Depuis plusieurs jours (semaines? On a beau être officiellement déconfinés, j’ai toujours un petit souci de rapport au temps...), des appels, tribunes, pétitions, injonctions, exhortations, fleurissent partout.

Mais vraiment partout: presse papier, blogs, presse en ligne, sites internet, réseaux sociaux. Ça fleurit comme les coquelicots, eux aussi déconfinés.

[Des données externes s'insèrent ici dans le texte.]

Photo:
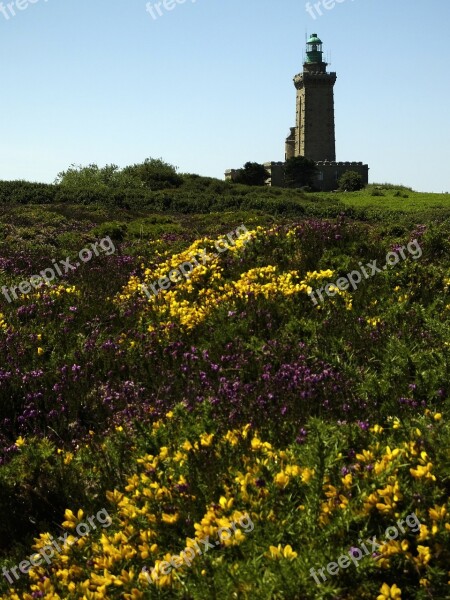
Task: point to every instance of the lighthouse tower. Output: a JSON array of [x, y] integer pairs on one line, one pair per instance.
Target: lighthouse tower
[[313, 135]]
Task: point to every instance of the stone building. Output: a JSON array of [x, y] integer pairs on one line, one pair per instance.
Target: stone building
[[313, 135]]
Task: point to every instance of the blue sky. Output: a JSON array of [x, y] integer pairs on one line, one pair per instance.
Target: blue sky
[[208, 85]]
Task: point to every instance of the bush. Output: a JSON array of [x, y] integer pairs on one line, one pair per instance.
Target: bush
[[351, 181], [299, 172], [252, 174]]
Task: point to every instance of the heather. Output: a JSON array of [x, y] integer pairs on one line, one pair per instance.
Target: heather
[[229, 393]]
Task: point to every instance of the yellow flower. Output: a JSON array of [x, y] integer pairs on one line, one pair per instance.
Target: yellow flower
[[388, 593], [206, 439], [277, 552], [281, 479]]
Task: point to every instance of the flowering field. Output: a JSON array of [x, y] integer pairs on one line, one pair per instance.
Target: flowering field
[[226, 402]]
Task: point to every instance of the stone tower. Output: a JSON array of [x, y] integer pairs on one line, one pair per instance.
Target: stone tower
[[313, 134]]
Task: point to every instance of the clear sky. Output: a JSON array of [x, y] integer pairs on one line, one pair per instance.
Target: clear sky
[[208, 85]]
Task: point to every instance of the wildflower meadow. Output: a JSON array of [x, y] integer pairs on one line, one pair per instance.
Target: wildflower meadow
[[228, 401]]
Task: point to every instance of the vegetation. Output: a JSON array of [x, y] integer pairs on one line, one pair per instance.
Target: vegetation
[[229, 394], [351, 181], [252, 174], [299, 172]]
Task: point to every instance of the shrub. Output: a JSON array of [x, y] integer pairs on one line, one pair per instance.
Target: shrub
[[252, 174], [351, 181], [299, 172]]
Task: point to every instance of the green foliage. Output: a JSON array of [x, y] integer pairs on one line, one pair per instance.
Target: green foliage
[[299, 172], [116, 231], [252, 174], [351, 181], [94, 177], [154, 174]]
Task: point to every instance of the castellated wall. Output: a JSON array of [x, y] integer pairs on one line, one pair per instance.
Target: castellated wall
[[328, 174]]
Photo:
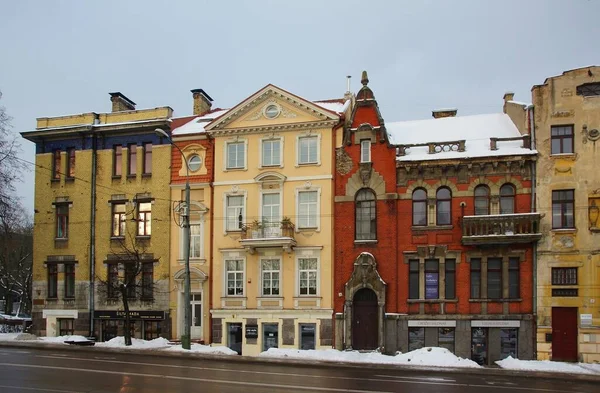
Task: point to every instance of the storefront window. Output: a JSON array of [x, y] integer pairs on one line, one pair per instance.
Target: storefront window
[[416, 338]]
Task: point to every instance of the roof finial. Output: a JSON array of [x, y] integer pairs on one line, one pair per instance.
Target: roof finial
[[365, 79]]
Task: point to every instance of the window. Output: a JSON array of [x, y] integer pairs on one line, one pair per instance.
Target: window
[[112, 280], [66, 326], [494, 279], [413, 279], [432, 279], [307, 273], [132, 158], [443, 206], [475, 278], [235, 277], [482, 200], [564, 276], [507, 199], [147, 280], [271, 152], [419, 207], [144, 218], [307, 209], [513, 278], [52, 281], [365, 151], [562, 139], [450, 271], [235, 212], [236, 155], [117, 159], [366, 215], [119, 220], [71, 162], [56, 165], [563, 208], [69, 280], [62, 221], [147, 158], [270, 277], [196, 243], [307, 147], [130, 279]]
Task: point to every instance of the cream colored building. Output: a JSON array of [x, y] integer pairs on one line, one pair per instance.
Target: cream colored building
[[273, 257]]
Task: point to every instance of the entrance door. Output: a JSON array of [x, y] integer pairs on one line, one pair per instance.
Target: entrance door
[[196, 328], [365, 326], [564, 334]]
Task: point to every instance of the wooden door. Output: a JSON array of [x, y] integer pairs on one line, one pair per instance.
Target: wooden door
[[564, 334], [365, 324]]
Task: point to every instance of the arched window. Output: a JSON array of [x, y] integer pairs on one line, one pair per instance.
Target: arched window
[[482, 200], [443, 202], [507, 199], [366, 215], [419, 207]]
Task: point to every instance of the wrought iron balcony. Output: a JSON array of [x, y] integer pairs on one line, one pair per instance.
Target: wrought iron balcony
[[501, 229], [268, 235]]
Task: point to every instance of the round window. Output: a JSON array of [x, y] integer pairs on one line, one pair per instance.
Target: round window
[[194, 162], [272, 111]]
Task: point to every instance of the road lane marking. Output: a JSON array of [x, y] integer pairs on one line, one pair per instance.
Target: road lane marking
[[39, 390], [227, 382]]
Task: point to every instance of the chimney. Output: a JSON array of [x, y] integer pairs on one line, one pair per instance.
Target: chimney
[[121, 103], [202, 102], [441, 113]]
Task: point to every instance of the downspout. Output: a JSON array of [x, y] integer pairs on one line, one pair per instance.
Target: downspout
[[92, 260]]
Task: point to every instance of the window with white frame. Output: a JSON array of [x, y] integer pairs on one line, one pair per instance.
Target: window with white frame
[[307, 276], [235, 277], [271, 152], [307, 209], [235, 212], [307, 150], [270, 276], [236, 155], [365, 150]]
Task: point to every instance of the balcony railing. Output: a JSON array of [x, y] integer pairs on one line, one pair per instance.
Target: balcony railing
[[268, 235], [501, 229]]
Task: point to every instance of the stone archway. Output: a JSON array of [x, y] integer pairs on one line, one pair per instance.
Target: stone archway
[[362, 285]]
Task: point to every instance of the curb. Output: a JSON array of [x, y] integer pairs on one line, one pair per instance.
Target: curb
[[494, 371]]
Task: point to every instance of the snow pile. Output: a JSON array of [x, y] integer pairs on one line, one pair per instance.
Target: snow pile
[[428, 356], [119, 342], [511, 363]]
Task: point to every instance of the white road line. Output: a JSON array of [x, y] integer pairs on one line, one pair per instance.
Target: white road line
[[227, 382], [39, 390]]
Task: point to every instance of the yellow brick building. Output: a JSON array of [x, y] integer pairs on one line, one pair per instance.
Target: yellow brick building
[[273, 257], [101, 201]]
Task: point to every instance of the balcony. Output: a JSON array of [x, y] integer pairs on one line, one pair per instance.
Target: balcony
[[268, 235], [501, 229]]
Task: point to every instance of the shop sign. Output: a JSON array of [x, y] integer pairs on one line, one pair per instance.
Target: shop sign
[[495, 323], [134, 315]]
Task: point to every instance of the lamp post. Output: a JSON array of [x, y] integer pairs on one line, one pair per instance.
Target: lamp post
[[186, 336]]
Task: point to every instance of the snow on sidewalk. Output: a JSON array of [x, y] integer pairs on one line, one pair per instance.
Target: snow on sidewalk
[[426, 357], [549, 366]]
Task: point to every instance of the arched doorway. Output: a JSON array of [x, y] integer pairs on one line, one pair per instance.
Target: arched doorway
[[365, 321]]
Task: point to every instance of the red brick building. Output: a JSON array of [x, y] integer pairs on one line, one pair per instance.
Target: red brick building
[[434, 234]]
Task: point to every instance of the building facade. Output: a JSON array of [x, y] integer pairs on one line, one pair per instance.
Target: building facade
[[567, 124], [272, 246], [102, 209]]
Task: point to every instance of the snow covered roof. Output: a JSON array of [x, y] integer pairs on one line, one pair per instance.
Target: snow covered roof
[[475, 130]]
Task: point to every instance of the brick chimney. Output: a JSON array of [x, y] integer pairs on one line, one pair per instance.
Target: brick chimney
[[441, 113], [202, 102], [121, 103]]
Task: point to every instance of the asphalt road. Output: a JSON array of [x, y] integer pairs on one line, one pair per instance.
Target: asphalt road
[[58, 370]]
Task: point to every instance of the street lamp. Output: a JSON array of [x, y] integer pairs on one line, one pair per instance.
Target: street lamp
[[186, 336]]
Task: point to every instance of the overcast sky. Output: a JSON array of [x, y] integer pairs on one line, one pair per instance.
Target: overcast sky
[[64, 57]]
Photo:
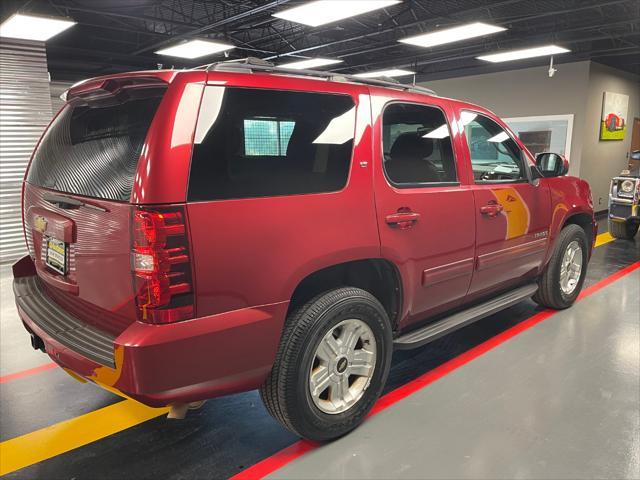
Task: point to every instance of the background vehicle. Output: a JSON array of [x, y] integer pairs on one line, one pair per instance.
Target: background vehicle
[[198, 233], [624, 200]]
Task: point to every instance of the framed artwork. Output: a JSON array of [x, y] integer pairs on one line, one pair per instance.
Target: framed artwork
[[613, 123]]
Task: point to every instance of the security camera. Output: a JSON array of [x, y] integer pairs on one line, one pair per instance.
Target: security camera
[[552, 71]]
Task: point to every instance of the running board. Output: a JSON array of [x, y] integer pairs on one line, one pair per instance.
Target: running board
[[433, 331]]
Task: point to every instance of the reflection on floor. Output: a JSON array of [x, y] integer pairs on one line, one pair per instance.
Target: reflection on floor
[[527, 409]]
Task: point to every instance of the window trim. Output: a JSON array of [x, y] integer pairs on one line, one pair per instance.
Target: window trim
[[526, 167], [417, 184]]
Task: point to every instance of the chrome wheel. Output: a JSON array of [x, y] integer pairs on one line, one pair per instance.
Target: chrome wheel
[[342, 366], [571, 268]]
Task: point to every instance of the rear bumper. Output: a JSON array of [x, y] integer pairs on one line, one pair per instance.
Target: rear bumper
[[159, 364], [623, 210]]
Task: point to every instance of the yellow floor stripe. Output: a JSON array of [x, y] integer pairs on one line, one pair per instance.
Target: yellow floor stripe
[[604, 238], [62, 437], [48, 442]]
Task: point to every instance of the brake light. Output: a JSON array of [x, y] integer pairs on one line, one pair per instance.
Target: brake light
[[161, 265]]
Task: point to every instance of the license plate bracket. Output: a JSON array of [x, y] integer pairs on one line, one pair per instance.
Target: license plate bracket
[[56, 255]]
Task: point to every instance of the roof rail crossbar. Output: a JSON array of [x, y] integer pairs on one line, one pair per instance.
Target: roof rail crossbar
[[252, 64]]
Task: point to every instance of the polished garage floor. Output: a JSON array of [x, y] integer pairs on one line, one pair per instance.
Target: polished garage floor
[[522, 394]]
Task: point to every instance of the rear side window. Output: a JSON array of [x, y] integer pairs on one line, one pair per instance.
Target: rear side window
[[259, 143], [495, 156], [417, 145], [92, 149]]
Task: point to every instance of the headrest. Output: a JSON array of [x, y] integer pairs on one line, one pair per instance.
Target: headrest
[[411, 146]]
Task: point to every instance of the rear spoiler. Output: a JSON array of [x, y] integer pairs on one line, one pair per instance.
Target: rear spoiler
[[100, 88]]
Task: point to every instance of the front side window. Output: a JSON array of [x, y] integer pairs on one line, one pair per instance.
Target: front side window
[[260, 143], [495, 156], [417, 145]]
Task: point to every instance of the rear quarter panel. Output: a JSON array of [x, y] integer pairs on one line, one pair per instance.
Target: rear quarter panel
[[570, 196]]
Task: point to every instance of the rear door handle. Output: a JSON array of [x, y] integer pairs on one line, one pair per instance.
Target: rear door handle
[[402, 219], [491, 209]]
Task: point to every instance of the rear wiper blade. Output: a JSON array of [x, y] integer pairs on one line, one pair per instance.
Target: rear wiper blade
[[65, 202]]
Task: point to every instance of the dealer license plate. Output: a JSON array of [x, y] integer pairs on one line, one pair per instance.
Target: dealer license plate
[[56, 257]]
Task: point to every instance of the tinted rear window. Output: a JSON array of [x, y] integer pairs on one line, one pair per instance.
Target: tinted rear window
[[92, 149], [257, 143]]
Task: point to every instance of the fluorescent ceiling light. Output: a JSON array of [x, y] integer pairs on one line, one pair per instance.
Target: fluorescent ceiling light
[[393, 72], [441, 132], [322, 12], [195, 49], [29, 27], [526, 53], [310, 63], [455, 34]]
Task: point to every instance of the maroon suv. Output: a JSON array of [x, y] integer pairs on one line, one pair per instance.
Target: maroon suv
[[198, 233]]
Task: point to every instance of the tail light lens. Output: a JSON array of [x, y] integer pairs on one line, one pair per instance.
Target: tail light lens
[[162, 278]]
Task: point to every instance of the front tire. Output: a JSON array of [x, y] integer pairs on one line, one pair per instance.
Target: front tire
[[624, 230], [563, 277], [331, 366]]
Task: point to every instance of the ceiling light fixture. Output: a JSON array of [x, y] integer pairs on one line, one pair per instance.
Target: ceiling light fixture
[[30, 27], [195, 49], [393, 72], [450, 35], [322, 12], [310, 63], [525, 53]]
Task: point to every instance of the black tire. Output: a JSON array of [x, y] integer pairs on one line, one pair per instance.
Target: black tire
[[549, 292], [286, 392], [623, 230]]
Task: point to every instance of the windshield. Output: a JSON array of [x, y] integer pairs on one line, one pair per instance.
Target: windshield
[[92, 149]]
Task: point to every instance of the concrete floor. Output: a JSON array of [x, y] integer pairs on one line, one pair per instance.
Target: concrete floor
[[559, 400]]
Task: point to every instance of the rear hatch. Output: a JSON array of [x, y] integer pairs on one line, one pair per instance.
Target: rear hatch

Le monde d’avant en mode yakafaucon est en pleine forme

Arnaud Montebourg est parti seul en tête dans une tribune dans Libé le 8 avril en se payant la une et en racontant pas mal de trucs intéressants, comme souvent avec Arnaud Montebourg. La gauche s’est agitée pendant 24 heures pour relayer cette tribune (sauf le Parti socialiste...), puis on est passé à autre chose comme c’est souvent le cas sur internet et les réseaux sociaux.

Nicolas Hulot a publié 100 principes pour un nouveau monde un mois plus tard. Une espèce de compilation de vérités absolues façon "la pluie ça, mouille", "aimons-nous les uns les autres", "la pollution c’est mal". Après avoir été Ministre du "nouveau monde" vanté par Macron, c’est cocasse. Rien de neuf sous le soleil. Nicolas Hulot nous a servi des poncifs comme tous les experts en greenwahsing à paillettes savent le faire. Il a été auditionné par le Parti socialiste dans la foulée.

Gloire! (ou pas).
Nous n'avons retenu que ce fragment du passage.